There was a time I could say no one I knew well had died. This is not to suggest no one died. When I was eight my mother became pregnant. She went to the hospital to give birth and returned without the baby. Where's the baby? we asked. Did she shrug? She was the kind of woman who liked to shrug; deep within her was an everlasting shrug. That didn't seem like a death. The years went by and people only died on television—if they weren't Black, they were wearing black or were terminally ill. Then I returned home from school one day and saw my father sitting on the steps of our home. He had a look that was unfamiliar; it was flooded, so leaking. I climbed the steps as far away from him as I could get. He was breaking or broken. Or, to be more precise, he looked to me like someone understanding his aloneness. Loneliness. His mother was dead. I'd never met her. It meant a trip back home for him. When he returned he spoke neither about the airplane nor the funeral.

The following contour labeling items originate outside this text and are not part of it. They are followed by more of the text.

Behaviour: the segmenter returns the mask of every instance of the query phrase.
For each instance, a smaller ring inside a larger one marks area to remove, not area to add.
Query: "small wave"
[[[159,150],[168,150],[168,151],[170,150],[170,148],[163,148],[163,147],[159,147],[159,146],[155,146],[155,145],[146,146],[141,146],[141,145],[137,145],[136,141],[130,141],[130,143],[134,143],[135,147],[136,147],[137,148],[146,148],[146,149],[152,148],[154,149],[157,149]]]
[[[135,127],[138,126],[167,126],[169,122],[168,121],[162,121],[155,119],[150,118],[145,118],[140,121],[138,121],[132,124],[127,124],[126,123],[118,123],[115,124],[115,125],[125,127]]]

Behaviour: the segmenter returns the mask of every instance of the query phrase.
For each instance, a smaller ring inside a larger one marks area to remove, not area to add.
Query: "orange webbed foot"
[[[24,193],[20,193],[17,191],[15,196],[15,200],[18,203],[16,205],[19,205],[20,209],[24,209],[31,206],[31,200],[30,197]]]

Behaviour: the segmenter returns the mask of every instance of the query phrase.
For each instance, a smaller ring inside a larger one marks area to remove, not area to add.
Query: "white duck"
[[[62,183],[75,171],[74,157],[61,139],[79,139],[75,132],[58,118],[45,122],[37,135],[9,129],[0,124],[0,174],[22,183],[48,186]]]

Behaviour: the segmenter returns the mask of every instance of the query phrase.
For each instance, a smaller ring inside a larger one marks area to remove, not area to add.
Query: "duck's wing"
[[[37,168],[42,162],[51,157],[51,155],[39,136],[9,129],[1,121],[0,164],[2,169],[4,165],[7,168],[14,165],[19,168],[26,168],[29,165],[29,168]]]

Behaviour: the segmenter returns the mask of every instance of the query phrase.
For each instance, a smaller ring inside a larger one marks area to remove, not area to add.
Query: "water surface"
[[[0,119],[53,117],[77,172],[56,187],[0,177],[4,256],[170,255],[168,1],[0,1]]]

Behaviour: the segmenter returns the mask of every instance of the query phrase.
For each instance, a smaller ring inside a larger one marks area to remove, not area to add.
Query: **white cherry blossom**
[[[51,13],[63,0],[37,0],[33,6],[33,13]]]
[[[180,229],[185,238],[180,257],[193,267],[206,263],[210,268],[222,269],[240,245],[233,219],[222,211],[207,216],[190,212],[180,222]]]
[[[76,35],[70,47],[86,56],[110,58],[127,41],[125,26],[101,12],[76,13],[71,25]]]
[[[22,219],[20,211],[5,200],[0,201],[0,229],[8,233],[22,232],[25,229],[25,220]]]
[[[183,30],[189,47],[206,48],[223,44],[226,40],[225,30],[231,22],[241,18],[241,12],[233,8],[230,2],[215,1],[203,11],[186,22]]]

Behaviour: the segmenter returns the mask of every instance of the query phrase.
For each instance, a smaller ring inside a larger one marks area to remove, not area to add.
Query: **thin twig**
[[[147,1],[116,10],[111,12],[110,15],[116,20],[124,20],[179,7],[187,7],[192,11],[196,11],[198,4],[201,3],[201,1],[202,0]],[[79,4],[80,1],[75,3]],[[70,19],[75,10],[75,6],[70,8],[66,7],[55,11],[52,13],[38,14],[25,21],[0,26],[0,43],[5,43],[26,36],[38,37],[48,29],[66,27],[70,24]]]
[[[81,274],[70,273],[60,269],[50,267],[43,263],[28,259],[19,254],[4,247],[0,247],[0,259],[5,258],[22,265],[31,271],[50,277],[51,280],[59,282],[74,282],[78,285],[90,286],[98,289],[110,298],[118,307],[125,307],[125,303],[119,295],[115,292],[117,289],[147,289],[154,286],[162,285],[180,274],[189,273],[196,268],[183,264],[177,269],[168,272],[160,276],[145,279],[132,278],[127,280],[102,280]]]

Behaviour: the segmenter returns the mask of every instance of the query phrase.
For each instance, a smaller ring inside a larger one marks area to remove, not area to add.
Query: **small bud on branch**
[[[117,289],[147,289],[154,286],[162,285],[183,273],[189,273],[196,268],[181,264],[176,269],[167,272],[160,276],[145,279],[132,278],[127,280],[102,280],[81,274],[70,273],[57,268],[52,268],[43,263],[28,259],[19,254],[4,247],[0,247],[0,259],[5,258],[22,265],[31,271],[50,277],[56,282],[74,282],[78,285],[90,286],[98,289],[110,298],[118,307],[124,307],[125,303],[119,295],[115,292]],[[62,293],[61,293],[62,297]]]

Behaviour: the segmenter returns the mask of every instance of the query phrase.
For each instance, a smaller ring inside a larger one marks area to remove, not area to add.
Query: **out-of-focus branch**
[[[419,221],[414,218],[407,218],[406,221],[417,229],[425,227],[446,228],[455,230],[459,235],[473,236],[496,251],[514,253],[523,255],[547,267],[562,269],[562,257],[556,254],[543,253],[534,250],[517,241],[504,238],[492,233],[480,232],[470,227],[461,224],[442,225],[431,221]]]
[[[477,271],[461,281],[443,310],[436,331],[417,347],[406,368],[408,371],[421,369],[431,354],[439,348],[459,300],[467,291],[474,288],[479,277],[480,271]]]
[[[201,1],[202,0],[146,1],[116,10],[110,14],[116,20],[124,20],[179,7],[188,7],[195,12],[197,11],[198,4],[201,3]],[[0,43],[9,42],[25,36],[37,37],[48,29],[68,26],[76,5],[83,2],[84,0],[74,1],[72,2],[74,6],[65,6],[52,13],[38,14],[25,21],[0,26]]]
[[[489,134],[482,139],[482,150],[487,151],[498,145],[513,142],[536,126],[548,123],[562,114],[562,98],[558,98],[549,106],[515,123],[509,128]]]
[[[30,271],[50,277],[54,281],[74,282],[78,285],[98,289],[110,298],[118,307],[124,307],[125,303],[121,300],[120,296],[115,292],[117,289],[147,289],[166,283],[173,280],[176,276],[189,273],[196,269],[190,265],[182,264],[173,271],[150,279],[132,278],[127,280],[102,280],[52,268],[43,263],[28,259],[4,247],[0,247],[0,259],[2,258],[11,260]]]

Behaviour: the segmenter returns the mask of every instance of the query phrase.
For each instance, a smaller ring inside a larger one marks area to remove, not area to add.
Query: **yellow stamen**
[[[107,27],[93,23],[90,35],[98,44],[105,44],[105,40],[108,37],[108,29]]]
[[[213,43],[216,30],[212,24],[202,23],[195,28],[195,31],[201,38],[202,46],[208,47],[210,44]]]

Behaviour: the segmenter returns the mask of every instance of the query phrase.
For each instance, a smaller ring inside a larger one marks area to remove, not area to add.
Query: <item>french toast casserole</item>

Every movie I saw while in the third grade compelled me to ask, Is he dead? Is she dead? Because the characters often live against all odds it is the actors whose mortality concerned me. If it were an old, black-and-white film, whoever was around would answer yes. Months later the actor would show up on some latenight talk show to promote his latest efforts. I would turn and say—one always turns to say—You said he was dead. And the misinformed would claim, I never said he was dead. Yes, you did. No, I didn't. Inevitably we get older; whoever is still with us says, Stop asking me that.

Or one begins asking oneself that same question differently. Am I dead? Though this question at no time explicitly translates into Should I be dead, eventually the suicide hotline is called. You are, as usual, watching television, the eight-o'clock movie, when a number flashes on the screen: I-800-SUICIDE. You dial the number. Do you feel like killing yourself? the man on the other end of the receiver asks. You tell him, I feel like I am already dead. When he makes no response you add, I am in death's position. He finally says, Don't believe what you are thinking and feeling. Then he asks, Where do you live?

Fifteen minutes later the doorbell rings. You explain to the ambulance attendant that you had a momentary lapse of happily. The noun, happiness, is a static state of some Platonic ideal you know better than to pursue. Your modifying process had happily or unhappily experienced a momentary pause. This kind of thing happens, perhaps is still happening. He shrugs and in turn explains that you need to come quietly or he will have to restrain you. If he is forced to restrain you, he will have to report that he is forced to restrain you. It is this simple: Resistance will only make matters more difficult. Any resistance will only make matters worse. By law, I will have to restrain you. His tone suggests that you should try to understand the difficulty in which he finds himself. This is further disorienting. I am fine! Can't you see that! You climb into the ambulance unassisted.